Anno di pubblicazione: 1999

Studioso di storia costituzionale, Roberto Martucci ricostruisce le dinamiche evenemenziali dell’unificazione politica italiana. Il suo è un Risorgimento ricco di punti interrogativi – tuttora inevasi – e assai meno lineare di quanto ritenga il senso comune storiografico. Basata sulla rilettura di fonti classiche (carteggi, memorialistica, ecc.), talvolta puntigliosa al punto da adombrare le simpatie e le antipatie dell’a. (ma chi non ne ha?), la cronaca del 1855-64 restituisce con notevole efficacia un processo che appare debitore al quadro internazionale, oltre che ai soggetti interni alla penisola, e che coniuga strategie e casualità, rigore e approssimazione, il tempismo della politica e la fortuna degli audaci, la voce dei vincitori e l’insidioso silenzio dei vinti.

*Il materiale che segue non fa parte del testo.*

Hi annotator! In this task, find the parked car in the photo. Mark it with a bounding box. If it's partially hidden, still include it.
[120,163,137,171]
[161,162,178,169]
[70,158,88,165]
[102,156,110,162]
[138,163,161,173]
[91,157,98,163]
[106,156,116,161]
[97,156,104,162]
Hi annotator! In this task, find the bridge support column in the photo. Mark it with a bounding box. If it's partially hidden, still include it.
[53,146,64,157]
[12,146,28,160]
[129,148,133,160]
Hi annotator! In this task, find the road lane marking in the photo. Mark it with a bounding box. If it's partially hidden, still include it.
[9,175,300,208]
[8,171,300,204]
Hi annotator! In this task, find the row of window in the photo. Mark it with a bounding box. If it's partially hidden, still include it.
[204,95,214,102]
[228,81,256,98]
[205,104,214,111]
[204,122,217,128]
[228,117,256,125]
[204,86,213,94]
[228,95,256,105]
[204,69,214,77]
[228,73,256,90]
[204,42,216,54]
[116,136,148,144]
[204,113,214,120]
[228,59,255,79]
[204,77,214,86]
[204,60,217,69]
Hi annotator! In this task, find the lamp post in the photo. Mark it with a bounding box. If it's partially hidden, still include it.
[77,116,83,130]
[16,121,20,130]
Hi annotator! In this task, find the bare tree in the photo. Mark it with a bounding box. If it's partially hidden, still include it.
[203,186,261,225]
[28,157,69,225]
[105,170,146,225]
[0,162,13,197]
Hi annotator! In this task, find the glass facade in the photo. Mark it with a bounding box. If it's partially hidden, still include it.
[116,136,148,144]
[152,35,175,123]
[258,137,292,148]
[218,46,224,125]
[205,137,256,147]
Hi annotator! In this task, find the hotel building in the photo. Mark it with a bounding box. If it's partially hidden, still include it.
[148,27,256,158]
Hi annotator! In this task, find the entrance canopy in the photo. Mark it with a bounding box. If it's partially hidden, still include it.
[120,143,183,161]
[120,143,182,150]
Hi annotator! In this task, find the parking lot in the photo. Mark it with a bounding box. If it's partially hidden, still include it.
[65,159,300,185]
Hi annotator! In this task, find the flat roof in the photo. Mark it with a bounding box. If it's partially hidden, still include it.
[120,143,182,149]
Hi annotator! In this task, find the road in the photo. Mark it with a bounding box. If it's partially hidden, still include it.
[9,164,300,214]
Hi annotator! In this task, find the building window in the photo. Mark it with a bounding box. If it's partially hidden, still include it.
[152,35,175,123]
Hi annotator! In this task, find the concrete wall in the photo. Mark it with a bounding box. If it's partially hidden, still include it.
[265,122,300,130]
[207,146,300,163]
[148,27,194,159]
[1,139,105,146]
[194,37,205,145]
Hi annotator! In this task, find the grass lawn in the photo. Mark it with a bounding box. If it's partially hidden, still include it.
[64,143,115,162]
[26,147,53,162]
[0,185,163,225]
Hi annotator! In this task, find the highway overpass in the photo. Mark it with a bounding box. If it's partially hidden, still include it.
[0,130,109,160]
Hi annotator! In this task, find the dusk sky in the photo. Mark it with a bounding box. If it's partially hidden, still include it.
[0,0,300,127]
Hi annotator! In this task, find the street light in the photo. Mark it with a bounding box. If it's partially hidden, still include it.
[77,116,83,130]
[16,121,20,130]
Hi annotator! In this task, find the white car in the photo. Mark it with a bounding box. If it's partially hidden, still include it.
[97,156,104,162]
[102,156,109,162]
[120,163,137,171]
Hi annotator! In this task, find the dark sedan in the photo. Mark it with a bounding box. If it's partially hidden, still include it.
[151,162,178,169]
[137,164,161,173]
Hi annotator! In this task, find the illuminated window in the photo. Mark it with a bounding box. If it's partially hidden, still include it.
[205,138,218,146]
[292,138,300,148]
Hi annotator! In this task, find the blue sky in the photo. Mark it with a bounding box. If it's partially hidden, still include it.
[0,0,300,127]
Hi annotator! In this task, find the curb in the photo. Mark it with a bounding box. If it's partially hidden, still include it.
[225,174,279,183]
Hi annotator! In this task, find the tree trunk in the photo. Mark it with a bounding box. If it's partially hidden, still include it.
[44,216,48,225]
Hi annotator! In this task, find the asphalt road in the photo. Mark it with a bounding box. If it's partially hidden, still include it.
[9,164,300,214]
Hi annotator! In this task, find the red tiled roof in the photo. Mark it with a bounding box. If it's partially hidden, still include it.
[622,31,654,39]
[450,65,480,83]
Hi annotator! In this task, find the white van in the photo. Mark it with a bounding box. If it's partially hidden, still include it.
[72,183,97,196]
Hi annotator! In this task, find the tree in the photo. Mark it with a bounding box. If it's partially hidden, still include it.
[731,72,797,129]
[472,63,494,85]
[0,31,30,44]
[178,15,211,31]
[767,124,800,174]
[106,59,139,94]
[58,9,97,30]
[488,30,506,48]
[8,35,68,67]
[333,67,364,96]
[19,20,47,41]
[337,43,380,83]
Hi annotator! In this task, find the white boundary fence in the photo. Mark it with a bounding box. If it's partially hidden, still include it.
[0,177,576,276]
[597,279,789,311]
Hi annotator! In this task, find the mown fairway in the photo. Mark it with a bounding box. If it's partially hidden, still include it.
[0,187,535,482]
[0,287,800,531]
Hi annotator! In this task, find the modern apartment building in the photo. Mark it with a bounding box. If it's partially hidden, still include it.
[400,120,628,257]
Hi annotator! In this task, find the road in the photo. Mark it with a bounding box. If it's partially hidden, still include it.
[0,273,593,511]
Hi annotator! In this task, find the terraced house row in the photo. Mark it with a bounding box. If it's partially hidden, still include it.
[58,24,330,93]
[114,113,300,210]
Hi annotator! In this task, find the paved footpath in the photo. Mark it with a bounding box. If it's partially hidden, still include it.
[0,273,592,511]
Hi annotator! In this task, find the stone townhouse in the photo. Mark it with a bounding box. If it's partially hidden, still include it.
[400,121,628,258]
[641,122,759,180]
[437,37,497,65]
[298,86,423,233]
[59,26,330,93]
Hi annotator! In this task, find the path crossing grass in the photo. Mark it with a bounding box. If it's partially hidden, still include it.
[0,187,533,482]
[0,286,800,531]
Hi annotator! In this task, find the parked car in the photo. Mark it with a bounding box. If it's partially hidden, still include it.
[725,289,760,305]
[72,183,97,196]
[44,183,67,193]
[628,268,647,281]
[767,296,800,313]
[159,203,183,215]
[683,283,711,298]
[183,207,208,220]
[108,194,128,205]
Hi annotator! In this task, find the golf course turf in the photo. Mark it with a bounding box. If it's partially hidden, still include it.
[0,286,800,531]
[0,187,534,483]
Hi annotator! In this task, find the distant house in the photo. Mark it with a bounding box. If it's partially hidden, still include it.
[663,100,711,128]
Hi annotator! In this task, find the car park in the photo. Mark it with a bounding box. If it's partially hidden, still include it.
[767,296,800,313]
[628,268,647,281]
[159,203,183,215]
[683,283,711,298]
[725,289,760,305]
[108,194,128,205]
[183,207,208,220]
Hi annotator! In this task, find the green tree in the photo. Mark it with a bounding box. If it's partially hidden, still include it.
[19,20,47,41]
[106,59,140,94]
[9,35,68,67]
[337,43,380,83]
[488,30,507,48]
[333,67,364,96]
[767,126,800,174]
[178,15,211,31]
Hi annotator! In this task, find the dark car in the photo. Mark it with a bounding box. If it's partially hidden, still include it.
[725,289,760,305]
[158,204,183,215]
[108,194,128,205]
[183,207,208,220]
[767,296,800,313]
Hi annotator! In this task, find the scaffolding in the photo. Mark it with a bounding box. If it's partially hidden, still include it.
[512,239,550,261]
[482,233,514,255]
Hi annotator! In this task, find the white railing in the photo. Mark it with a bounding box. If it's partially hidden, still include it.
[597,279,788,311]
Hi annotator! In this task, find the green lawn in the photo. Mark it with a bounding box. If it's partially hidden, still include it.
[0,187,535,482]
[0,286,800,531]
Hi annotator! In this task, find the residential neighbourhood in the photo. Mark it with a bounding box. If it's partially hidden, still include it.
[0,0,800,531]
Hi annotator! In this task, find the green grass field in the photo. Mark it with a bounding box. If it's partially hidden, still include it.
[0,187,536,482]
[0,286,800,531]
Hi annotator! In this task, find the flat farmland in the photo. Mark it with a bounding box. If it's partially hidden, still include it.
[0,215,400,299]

Di quegli anni, Martucci mette in rilievo i momenti storiograficamente più controversi e, spesso, sottostimati (dal ruolo del contesto diplomatico-militare alla drastica annessione del Mezzogiorno, dalle manipolazioni dei plebisciti alle insorgenze contadine), fino a sottolineare gli stessi limiti sistemici del nuovo Stato e della sua Carta, con l’ingombrante centralità della monarchia, il ruolo controverso del premier e un modello di suffragio ristretto che, rileva l’a., avrebbe privato il paese di un importante strumento di divulgazione politica e nazionale. Ma, soprattutto, Martucci giudica temeraria, della strategia cavouriana e moderata, “la compressione dei tempi storici, realizzata attribuendo in soli venti mesi una configurazione statale unitaria e accentrata a una realtà che era stata per almeno quattordici secoli pluristatale e policentrica” (p. 12).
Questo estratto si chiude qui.